Ottima inoltre l’idea di allestire la mostra al Museo degli Argenti: gli affreschi eseguiti da Furini in una delle sale possono così essere inseriti all’interno del percorso espositivo. Alla base della parete decorata dall’artista vengono opportunamente presentati alcuni studi preparatori.

 

Due sono i principali problemi dell’esposizione fiorentina.
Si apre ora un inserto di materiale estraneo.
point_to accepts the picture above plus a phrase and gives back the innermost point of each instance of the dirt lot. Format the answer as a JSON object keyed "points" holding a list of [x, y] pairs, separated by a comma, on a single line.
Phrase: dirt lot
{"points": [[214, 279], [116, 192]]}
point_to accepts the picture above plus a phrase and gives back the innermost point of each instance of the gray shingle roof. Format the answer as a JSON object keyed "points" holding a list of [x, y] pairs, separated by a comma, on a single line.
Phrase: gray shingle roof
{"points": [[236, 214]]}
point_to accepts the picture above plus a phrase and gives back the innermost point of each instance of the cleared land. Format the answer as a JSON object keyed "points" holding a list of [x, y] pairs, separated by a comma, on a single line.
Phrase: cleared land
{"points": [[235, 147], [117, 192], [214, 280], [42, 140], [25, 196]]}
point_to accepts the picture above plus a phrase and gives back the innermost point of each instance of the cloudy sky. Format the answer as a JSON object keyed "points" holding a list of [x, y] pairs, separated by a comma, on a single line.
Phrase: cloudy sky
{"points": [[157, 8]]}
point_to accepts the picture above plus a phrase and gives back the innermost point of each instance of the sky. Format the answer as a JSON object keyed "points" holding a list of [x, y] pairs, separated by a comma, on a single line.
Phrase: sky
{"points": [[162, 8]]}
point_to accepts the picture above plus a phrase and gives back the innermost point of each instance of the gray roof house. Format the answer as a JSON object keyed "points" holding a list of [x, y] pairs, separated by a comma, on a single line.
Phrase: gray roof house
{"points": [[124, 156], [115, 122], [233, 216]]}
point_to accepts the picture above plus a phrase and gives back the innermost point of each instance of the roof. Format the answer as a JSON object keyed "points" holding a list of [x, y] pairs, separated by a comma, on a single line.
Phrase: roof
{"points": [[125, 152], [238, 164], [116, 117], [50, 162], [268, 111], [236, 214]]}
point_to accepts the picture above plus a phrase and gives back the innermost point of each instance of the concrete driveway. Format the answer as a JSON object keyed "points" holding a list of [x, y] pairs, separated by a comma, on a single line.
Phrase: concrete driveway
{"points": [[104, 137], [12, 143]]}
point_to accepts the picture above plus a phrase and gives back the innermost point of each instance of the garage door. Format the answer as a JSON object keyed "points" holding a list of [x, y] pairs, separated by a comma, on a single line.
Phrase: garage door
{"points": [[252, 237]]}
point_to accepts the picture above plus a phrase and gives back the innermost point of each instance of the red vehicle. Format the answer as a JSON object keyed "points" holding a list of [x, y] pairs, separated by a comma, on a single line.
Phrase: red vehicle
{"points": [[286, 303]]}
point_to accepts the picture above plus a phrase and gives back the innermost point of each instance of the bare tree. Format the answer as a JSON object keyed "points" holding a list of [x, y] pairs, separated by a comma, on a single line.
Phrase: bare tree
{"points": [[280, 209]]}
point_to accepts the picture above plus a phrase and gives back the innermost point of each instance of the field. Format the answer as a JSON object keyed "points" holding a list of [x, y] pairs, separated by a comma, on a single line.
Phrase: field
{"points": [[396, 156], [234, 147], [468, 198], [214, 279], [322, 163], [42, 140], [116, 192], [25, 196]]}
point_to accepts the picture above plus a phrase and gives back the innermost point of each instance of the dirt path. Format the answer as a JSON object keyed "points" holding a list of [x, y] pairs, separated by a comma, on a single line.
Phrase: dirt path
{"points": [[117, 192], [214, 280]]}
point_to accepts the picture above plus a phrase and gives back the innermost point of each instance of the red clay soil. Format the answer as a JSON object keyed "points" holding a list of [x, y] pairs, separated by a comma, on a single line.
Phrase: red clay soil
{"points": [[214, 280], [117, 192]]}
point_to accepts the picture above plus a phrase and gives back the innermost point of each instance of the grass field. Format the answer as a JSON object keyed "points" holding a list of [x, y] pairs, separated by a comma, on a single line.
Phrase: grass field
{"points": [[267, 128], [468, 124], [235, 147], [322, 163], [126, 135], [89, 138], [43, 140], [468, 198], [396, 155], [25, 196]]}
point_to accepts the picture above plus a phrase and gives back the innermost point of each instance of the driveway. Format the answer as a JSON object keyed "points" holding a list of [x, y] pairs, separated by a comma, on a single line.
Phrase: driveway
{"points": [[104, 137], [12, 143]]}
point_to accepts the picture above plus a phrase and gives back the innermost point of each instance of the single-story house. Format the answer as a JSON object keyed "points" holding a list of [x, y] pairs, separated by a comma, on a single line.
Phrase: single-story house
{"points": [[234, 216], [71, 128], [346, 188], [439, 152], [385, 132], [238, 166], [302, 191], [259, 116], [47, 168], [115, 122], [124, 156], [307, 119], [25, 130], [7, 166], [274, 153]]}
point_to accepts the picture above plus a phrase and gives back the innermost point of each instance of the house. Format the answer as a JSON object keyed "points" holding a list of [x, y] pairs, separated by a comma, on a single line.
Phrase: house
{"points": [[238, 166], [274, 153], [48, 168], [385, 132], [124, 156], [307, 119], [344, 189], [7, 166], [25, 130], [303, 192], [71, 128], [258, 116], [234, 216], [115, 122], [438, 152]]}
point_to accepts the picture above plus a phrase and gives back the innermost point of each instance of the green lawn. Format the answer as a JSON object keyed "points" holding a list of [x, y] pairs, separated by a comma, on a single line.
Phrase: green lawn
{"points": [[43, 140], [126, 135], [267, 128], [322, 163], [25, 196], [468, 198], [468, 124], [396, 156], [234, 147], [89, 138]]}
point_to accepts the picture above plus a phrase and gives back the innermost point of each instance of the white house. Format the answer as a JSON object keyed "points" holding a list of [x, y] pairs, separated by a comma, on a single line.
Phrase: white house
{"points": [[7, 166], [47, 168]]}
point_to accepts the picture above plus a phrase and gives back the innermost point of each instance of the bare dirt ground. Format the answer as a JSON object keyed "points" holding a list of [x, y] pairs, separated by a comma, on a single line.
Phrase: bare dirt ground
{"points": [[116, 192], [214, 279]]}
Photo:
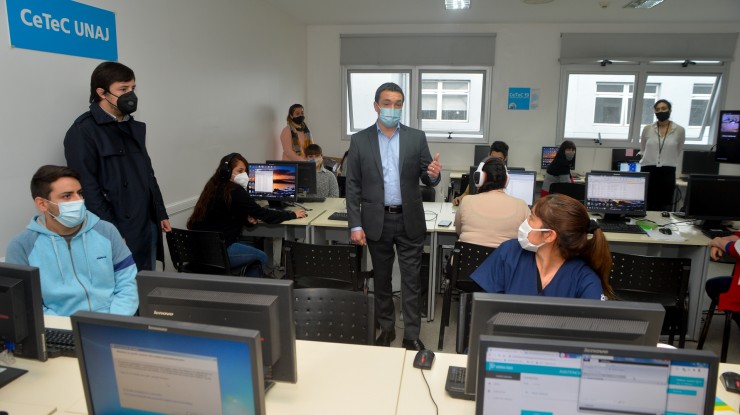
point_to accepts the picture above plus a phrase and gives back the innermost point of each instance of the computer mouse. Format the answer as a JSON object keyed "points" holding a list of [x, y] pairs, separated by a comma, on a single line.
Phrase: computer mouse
{"points": [[424, 359]]}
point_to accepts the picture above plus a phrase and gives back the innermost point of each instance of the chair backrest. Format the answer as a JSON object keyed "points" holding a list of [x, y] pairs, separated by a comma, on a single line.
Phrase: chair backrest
{"points": [[466, 258], [206, 249], [325, 266], [331, 315], [645, 278], [575, 190]]}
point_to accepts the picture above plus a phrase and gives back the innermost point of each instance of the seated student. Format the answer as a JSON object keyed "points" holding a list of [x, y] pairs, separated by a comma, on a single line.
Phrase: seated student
{"points": [[83, 261], [326, 181], [490, 217], [498, 149], [553, 255], [225, 206]]}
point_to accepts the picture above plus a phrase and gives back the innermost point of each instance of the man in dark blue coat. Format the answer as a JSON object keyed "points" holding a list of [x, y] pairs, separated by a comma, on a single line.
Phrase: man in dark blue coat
{"points": [[108, 148]]}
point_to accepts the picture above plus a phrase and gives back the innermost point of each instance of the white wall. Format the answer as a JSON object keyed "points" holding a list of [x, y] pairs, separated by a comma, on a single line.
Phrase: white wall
{"points": [[526, 56], [212, 78]]}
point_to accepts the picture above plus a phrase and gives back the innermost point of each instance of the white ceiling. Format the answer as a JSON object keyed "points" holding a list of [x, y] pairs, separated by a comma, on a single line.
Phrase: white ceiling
{"points": [[358, 12]]}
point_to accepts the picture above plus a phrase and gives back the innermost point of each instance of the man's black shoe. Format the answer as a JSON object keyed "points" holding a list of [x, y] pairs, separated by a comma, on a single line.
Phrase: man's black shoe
{"points": [[413, 344], [385, 338]]}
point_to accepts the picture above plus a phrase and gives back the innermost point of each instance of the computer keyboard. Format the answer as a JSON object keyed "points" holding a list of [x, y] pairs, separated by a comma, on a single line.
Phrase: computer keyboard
{"points": [[60, 342], [455, 384], [339, 216], [620, 227]]}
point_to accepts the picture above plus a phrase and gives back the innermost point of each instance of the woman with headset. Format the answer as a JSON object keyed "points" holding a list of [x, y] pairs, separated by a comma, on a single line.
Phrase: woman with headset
{"points": [[559, 252], [490, 217], [225, 206]]}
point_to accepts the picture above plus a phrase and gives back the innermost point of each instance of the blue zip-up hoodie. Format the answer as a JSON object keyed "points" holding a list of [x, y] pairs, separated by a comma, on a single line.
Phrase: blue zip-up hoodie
{"points": [[95, 272]]}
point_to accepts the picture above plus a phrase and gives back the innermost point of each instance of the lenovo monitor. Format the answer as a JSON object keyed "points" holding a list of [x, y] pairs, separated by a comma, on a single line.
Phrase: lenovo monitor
{"points": [[21, 311], [539, 376], [552, 318], [251, 303], [616, 194], [144, 365]]}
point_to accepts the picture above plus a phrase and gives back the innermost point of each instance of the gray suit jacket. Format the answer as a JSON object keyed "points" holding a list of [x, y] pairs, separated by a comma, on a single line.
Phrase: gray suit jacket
{"points": [[365, 189]]}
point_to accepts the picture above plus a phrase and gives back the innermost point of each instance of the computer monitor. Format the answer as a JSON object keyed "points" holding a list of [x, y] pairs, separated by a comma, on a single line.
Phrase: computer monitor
{"points": [[552, 318], [713, 199], [252, 303], [521, 185], [144, 365], [305, 176], [548, 154], [275, 183], [624, 155], [616, 194], [21, 311], [699, 162], [541, 376], [728, 137]]}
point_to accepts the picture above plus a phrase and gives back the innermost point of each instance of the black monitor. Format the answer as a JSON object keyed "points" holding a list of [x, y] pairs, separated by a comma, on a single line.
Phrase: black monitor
{"points": [[624, 155], [542, 376], [616, 194], [728, 137], [713, 199], [548, 155], [21, 311], [144, 365], [521, 184], [306, 176], [274, 182], [553, 318], [699, 162], [252, 303]]}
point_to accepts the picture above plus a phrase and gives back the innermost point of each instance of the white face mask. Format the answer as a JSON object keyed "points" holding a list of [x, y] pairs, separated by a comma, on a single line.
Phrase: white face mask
{"points": [[242, 179], [524, 230]]}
Innanzitutto, obbedendo ad una prassi consolidata nel campo delle mostre monografiche sugli ‘antichi maestri’ (che tuttavia si cerca talora di superare, come nel caso della rassegna dedicata ad un pittore avvicinabile per tanti versi a Furini, Guido Cagnacci), alle opere dell’artista fiorentino non si affiancano dipinti di pittori suoi contemporanei e dunque la sua contestualizzazione nella cultura artistica seicentesca risulta più difficile per il visitatore.

 

L’altro rilevante problema riguarda l’allestimento, piuttosto pesante (i supporti delle tele vogliono forse ricordare dei rotuli parzialmente svolti) e soprattutto sbagliato per quanto riguarda l’illuminazione, che investe i dipinti sempre dal basso e lateralmente, ‘sbattendo’ sulla superficie pittorica o facendo sì, nei casi migliori, che certe porzioni dei dipinti risultino maggiormente illuminate di altre. Per quanto riguarda l’informazione fornita lungo il percorso espositivo, infine, si sarebbero gradite maggiori notizie sulle singole opere (in merito alle loro storie ed ai soggetti raffigurati).